The Whitehouse–Ordway problem on this date
Reading their two June 13 entries side by side reveals an instance of the well-documented Whitehouse-from-Ordway copying pattern (Moulton, vol. 11). Both name the new river, both note 14 miles, both list goose berries and yellow currants, both end with the camp on the south side. But Whitehouse uniquely adds the personal note about his headache and a sensory detail: “I went over the River to See it.” Whitehouse, even when copying, was sometimes a witness in his own right.
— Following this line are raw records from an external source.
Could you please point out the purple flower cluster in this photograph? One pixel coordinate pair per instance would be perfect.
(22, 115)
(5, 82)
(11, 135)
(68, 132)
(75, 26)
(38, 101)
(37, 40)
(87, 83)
What this day’s split tells us
By June 13, the captains had begun the practice of dividing the party for scouting — Lewis with a small advance group, Clark with the boats. This pattern, established on the Missouri, prefigures the more dramatic split at Lemhi Pass two months later (see August 13, 1805). On June 13 it was logistical: the captains needed someone ahead to find the right channel. The cross-narrator record shows that the famous moment of discovery and the slower work of moving the expedition forward are always two halves of the same day.
One detail is worth flagging for editor review: our database does not currently contain Lewis’s entry for June 13, 1805 — only a curated editorial summary. The famous “Salvator Rosa” passage is widely quoted from Moulton’s edition, which is copyrighted; future re-import from a higher-coverage public-domain source could complete this date.